Summary: Zulaikha might be a young, illiterate Afghani girl, but she already knows how her entire future will be. She will forever live at home, working like a slave for her father’s second wife — a woman who hates her and always yells at her. Meanwhile, her beautiful sister Zeynab will be married, have a kind and wealthy husband, and lots of beautiful sons. Zulaikha does not expect much from her future mostly because she has a “donkeyface.” Her upper lip is cleft and all her teeth poke straight out. She eats funny. She drinks funny. And when the boys in the village are not teasing her, she tries her best to be invisible so that no one looks at her with pity or disgust. Everything changes the day Zulaikha has to rescue her naughty younger brother from a stunt he was dared to do. Suddenly, a group of American soldiers want take her to Kandahar for a free surgery to fix her mouth and an old friend of her mother’s wants to teach her to read and write. She discovers that her mother was a brilliant scholar brutally murdered by the Taliban. Immediately, Zulaikha’s world flips upside down and nothing turns out the way she imagined.

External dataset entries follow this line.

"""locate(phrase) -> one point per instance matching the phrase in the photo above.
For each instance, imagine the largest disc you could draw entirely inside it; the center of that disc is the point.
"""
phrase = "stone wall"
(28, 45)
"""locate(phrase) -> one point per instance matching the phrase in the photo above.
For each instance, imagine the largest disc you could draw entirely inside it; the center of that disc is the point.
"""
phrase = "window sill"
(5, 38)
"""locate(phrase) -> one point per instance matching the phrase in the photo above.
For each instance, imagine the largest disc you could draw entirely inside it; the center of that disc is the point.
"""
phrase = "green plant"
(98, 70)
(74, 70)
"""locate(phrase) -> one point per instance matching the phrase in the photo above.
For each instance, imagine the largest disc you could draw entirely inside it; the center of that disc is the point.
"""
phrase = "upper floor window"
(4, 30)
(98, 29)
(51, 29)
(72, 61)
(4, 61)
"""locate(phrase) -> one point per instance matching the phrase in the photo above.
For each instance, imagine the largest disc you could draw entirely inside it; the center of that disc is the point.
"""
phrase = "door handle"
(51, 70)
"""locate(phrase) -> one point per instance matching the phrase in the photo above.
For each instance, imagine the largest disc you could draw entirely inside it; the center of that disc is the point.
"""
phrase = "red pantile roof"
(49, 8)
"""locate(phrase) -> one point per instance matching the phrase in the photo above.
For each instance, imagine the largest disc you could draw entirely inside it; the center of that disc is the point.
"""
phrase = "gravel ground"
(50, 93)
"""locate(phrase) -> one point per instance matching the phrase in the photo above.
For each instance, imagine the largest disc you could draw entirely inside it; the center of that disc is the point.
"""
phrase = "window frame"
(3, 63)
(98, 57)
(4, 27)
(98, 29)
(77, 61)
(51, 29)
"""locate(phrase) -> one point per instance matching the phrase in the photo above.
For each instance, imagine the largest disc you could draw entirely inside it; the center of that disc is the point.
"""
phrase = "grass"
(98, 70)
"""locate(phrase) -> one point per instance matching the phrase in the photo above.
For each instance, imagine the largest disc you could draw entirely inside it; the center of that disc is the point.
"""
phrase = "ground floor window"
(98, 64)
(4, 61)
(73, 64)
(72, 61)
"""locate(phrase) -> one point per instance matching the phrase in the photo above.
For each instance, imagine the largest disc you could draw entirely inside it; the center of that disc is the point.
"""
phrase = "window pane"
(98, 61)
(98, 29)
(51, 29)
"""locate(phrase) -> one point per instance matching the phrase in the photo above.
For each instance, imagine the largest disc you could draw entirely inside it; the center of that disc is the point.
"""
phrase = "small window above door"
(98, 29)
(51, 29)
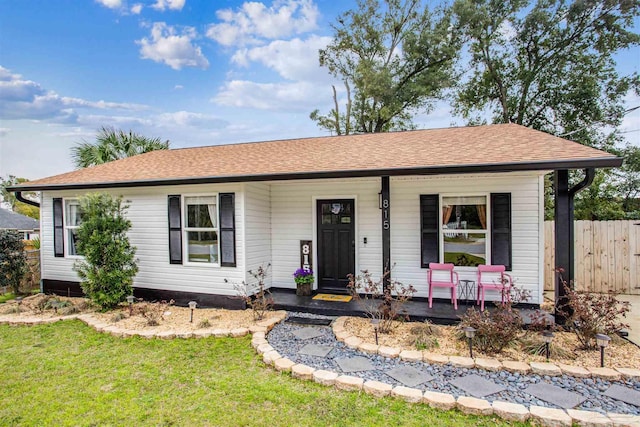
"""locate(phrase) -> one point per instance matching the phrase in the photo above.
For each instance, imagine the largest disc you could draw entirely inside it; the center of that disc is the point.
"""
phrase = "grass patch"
(68, 374)
(6, 297)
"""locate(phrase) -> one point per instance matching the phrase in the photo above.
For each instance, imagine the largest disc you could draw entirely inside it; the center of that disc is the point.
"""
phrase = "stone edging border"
(263, 326)
(468, 405)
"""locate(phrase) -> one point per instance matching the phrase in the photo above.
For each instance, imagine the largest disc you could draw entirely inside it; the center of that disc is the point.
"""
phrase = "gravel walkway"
(503, 385)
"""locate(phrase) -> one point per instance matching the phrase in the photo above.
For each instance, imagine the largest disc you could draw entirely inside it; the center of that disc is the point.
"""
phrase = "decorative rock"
(341, 336)
(435, 358)
(324, 377)
(488, 364)
(352, 342)
(624, 420)
(411, 355)
(302, 372)
(390, 352)
(270, 357)
(550, 417)
(239, 332)
(263, 348)
(514, 366)
(574, 371)
(411, 395)
(588, 418)
(377, 388)
(439, 400)
(462, 362)
(605, 373)
(283, 364)
(366, 347)
(347, 382)
(474, 406)
(545, 369)
(630, 373)
(510, 411)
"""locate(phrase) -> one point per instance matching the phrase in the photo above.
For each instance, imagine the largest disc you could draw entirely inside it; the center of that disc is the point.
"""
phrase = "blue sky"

Critique: Reedy is a true storyteller. He weaves foreign words alongside the context needed to riddle out their meanings (plus there’s a good glossary at the back of the book). And he gives readers a whole new world to experience, as well as a character that will forever live within their soul. Zulaikha endures terrible bullying and demonstrates considerable bravery in the first two chapters. Her heart is enormous and her story is too compelling to put down. Oh how badly you’ll want to reach through the pages and rescue her from the worst moments life delivers!

The desire to constantly rescue her is actually tied to what will feel like the book’s only weakness. Zulaikha is restrained, quiet, deferential, and excruciatingly submissive. In scene after scene, she silently endures the aggressions and transgressions of others. She feels passionately, but rarely acts, speaks out, or rebels. Much of the plot seems to move along without any direction from her.

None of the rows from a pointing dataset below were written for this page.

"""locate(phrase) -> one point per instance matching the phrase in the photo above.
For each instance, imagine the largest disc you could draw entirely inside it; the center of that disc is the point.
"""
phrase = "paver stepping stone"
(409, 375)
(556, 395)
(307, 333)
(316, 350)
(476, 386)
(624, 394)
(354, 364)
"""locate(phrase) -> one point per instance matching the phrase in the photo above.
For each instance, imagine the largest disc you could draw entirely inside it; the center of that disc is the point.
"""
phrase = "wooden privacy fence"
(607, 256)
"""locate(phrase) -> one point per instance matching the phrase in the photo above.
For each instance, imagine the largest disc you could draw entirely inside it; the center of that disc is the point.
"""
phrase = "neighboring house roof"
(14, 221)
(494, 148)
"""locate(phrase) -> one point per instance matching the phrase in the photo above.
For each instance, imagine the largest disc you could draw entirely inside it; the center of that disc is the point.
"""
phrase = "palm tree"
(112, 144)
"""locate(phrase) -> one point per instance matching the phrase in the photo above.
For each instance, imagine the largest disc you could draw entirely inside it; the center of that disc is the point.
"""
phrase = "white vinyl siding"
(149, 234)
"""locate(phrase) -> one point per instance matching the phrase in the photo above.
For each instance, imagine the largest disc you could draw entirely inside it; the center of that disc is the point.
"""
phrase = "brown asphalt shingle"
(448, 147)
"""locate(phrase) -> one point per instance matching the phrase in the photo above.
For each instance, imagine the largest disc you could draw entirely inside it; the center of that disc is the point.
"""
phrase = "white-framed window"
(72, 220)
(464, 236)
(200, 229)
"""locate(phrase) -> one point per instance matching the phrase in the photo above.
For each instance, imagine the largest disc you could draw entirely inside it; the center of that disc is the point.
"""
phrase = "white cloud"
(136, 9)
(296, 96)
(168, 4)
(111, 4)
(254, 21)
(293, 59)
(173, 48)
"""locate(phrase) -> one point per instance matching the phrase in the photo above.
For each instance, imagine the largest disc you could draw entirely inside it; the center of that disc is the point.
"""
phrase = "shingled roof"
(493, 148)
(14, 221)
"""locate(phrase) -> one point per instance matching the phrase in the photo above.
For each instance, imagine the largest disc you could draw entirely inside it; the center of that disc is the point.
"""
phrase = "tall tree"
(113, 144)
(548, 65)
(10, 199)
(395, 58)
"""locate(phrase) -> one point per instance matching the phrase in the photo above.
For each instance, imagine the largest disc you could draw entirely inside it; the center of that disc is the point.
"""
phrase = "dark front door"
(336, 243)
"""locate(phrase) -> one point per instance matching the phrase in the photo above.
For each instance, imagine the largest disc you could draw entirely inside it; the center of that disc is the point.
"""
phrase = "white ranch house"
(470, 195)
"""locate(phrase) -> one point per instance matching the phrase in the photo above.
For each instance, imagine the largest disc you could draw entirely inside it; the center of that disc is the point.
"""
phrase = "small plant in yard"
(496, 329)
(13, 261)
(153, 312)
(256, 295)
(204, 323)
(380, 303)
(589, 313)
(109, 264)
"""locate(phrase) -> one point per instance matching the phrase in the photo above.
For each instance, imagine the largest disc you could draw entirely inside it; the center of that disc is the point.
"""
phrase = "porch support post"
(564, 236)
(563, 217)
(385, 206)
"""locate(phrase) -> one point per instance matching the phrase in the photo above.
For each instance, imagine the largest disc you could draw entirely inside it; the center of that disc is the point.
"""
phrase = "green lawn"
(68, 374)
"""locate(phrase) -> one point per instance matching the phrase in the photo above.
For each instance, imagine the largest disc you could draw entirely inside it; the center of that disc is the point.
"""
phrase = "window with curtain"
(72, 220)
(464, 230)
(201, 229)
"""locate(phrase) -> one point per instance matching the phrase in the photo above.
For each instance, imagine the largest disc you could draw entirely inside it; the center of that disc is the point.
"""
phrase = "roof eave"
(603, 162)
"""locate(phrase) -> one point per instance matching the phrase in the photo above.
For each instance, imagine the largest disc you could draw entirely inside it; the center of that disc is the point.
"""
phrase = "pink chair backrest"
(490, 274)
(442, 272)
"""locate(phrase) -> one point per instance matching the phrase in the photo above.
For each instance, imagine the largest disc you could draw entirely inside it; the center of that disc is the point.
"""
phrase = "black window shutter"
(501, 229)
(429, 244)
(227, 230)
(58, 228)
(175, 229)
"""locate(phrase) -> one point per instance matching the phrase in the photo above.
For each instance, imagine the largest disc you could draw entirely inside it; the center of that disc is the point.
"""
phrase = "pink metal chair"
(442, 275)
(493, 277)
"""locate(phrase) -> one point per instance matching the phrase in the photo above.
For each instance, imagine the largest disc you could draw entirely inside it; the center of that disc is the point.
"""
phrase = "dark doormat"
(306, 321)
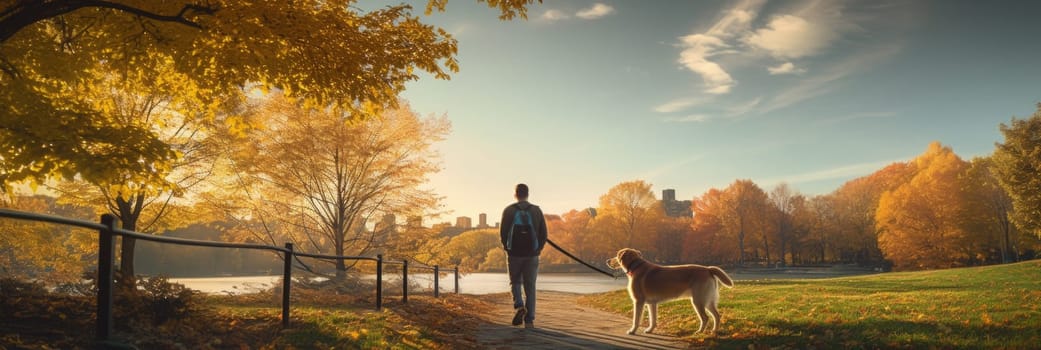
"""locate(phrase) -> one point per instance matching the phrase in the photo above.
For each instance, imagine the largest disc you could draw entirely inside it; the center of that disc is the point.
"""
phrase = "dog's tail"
(721, 276)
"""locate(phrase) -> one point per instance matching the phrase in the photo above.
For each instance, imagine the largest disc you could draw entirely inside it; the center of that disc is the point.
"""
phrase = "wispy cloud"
(687, 119)
(822, 83)
(856, 116)
(841, 172)
(598, 10)
(789, 36)
(679, 104)
(554, 15)
(700, 48)
(786, 68)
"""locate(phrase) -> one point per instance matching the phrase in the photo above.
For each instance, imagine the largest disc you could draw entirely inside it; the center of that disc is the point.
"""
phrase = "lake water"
(499, 282)
(472, 283)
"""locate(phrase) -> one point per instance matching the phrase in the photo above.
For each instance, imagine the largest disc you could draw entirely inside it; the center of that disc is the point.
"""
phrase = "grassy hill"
(992, 307)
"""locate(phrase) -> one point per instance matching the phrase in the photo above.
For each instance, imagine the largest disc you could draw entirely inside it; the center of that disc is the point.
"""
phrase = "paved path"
(561, 323)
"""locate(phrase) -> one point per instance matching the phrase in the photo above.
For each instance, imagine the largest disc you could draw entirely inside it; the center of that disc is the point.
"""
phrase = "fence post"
(379, 281)
(105, 250)
(286, 282)
(437, 275)
(404, 281)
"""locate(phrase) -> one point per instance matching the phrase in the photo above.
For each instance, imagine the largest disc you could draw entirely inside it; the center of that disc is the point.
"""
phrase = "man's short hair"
(522, 191)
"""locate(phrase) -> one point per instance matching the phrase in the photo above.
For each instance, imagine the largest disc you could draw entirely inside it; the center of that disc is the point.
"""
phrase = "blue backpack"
(522, 240)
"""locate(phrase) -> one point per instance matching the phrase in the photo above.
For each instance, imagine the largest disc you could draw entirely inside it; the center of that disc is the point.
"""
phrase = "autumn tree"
(784, 199)
(630, 211)
(707, 242)
(44, 251)
(1017, 163)
(162, 103)
(990, 209)
(671, 232)
(921, 223)
(574, 232)
(744, 216)
(324, 52)
(320, 176)
(855, 205)
(821, 223)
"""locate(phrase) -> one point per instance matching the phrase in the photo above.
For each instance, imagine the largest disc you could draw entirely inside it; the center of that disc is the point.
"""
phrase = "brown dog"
(652, 283)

There is nothing she can do when her sister is rushed into a bad marriage. There is nothing she can say when the soldiers arrange for a helicopter to pick her up and fly her away for surgery. There is nothing she can do when the helicopter fails to arrive and her father cannot miss anymore work.

From a Western/American perspective, plot lines tend to result from the actions and decisions of the protagonist. In Zulaikha’s world, however, girls and women cannot decide anything for themselves. True to the cultural constructs of gender, Reedy does not make Zulaikha a zesty, sassy, American girl. Even though adhering to cultural authenticity can make this a tough story for American audiences to stick with, it is not a weakness.

Rather than transform her into something more palatable for a Western audience, Reedy allows Zulaikha’s courage and immense heart prevail in their own quiet ways.